Journal of Nucleic Acids ◽

10.4061/2010/702317 ◽

2010 ◽

Vol 2010 ◽

pp. 1-4 ◽

Cited By ~ 7

Author(s):

Regina R. Monaco

Keyword(s):

External Surface ◽

Computational Study ◽

Helical Axis ◽

Base Pairs ◽

Bond Rotation ◽

Double Stranded Dna ◽

Dna Backbone ◽

Interaction Measure ◽

The Creation ◽

A Site

The mechanism of intercalation and the ability of double stranded DNA (dsDNA) to accommodate a variety of ligands in this manner has been well studied. Proposed mechanistic steps along this pathway for the classical intercalator ethidium have been discussed in the literature. Some previous studies indicate that the creation of an intercalation site may occur spontaneously, with the energy for this interaction arising either from solvent collisions or soliton propagation along the helical axis. A subsequent 1D diffusional search by the ligand along the helical axis of the DNA will allow the ligand entry to this intercalation site from its external, electrostatically stabilized position.

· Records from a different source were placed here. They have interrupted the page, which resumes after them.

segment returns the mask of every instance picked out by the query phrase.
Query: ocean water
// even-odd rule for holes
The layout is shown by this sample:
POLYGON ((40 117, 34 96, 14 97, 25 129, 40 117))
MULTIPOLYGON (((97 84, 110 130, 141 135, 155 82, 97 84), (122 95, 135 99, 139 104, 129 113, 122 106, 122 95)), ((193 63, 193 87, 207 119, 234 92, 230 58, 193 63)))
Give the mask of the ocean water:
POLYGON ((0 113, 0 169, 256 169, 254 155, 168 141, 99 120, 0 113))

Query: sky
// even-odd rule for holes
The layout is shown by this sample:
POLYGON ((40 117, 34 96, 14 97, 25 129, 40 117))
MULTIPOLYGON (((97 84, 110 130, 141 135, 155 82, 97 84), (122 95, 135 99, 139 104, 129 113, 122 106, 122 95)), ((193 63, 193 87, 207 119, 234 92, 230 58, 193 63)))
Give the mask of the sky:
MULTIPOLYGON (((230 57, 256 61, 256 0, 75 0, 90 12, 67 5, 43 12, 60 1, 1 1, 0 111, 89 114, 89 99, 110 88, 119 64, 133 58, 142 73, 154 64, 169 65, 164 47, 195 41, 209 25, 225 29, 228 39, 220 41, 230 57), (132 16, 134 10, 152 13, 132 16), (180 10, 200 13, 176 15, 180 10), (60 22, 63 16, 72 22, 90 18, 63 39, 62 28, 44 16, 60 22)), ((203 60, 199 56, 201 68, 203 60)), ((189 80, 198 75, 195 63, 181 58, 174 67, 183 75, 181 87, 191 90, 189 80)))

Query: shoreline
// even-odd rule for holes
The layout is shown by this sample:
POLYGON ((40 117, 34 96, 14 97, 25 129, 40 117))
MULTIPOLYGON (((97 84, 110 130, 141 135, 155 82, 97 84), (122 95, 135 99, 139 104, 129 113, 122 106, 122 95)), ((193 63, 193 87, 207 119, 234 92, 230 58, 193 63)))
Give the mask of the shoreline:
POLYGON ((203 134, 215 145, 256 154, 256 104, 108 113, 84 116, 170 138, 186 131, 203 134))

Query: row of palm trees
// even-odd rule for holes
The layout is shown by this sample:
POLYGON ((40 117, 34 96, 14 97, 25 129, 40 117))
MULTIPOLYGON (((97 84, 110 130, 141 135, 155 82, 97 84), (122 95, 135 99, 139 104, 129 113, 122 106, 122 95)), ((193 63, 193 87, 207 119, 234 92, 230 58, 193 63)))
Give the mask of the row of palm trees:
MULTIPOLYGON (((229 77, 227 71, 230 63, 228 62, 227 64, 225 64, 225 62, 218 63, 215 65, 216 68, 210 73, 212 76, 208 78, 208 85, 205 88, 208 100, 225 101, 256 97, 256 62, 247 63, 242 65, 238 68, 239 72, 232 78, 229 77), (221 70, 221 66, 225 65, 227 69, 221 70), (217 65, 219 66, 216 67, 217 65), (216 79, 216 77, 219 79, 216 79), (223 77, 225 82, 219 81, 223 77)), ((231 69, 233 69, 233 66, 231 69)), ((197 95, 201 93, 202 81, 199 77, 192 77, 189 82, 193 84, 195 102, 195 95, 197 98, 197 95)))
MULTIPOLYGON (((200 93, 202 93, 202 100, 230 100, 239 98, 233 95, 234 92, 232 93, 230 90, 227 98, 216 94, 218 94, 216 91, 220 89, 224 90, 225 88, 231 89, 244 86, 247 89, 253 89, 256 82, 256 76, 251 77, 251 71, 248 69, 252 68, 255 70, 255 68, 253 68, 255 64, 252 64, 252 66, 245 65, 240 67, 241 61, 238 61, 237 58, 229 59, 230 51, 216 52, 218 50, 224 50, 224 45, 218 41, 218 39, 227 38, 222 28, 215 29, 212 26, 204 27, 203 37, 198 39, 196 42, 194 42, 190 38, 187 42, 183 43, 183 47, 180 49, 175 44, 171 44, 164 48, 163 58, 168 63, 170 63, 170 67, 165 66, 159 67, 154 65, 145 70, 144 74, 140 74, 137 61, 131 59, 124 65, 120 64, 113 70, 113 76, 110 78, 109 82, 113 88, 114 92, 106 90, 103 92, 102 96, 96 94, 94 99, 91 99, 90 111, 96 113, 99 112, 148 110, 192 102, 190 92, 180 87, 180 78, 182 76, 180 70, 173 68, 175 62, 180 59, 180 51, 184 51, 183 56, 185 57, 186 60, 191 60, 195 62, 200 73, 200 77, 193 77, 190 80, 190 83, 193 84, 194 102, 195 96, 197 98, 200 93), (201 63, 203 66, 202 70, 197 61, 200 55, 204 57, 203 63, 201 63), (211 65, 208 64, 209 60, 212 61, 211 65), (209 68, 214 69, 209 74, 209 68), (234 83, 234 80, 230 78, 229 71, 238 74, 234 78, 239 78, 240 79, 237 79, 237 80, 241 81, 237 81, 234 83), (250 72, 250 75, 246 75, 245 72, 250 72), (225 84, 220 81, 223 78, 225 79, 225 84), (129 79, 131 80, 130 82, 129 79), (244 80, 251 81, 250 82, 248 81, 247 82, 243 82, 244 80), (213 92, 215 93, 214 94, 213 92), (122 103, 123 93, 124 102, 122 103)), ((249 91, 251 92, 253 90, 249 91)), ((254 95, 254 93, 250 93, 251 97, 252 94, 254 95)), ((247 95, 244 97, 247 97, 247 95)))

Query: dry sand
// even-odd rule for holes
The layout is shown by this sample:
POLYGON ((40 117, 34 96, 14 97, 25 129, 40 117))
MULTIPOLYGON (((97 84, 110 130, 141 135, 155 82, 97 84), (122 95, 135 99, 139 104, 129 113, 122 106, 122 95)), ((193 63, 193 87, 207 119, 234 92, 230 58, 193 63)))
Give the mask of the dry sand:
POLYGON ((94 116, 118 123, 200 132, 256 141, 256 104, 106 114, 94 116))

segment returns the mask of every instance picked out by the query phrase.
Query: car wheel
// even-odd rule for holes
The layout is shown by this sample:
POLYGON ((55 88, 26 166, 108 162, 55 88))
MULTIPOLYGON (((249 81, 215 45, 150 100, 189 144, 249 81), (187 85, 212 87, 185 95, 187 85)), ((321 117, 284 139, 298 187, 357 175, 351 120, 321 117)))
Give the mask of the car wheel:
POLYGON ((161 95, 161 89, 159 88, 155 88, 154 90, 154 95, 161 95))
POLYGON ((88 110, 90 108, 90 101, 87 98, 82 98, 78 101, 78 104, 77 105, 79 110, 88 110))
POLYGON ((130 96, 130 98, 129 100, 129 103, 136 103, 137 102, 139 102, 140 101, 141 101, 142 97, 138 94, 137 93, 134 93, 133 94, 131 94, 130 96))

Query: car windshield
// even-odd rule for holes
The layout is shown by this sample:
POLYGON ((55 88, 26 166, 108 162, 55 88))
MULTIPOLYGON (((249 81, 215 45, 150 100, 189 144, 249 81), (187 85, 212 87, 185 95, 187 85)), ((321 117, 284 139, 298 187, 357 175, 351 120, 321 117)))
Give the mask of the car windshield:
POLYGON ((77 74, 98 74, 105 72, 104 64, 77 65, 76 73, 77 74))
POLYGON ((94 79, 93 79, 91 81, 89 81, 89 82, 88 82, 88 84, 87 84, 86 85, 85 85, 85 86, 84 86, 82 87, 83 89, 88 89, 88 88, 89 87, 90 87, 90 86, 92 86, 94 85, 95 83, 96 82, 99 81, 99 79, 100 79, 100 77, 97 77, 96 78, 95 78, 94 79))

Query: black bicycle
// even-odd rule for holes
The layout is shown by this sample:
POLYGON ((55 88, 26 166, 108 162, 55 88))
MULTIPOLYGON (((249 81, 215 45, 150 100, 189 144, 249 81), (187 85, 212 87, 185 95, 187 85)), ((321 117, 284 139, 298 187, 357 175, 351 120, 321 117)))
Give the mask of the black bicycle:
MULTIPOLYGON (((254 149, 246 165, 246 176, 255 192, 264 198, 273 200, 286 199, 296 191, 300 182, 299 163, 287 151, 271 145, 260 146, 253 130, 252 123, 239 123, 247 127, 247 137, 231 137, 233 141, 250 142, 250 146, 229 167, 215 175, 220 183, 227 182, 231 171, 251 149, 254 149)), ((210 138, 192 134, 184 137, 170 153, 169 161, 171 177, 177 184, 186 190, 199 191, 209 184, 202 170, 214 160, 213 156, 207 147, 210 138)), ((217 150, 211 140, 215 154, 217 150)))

Other mechanistic studies show that ethidium cation participates in the creation of the site, as a ligand interacting closely with the external surface of the DNA can cause unfavorable steric interactions depending on the ligands' orientation, which are relaxed during the creation of an intercalation site. Briefly, such a site is created by the lengthening of the DNA molecule via bond rotation between the sugars and phosphates along the DNA backbone, causing an unwinding of the dsDNA itself and separation between the adjacent base pairs local to the position of the ligand, which becomes the intercalation site. Previous experimental measurements of this interaction measure the enthalpic cost of this part of the mechanism to be about −8 kcal/mol. This paper reports the observation, during a computational study, of the spontaneous opening of an intercalation site in response to the presence of a single ethidium cation molecule in an externally bound configuration. The concerted motions between this ligand and the host, a dsDNA decamer, are clear. The dsDNA decamer AGGATGCCTG was studied; the central site was the intercalation site.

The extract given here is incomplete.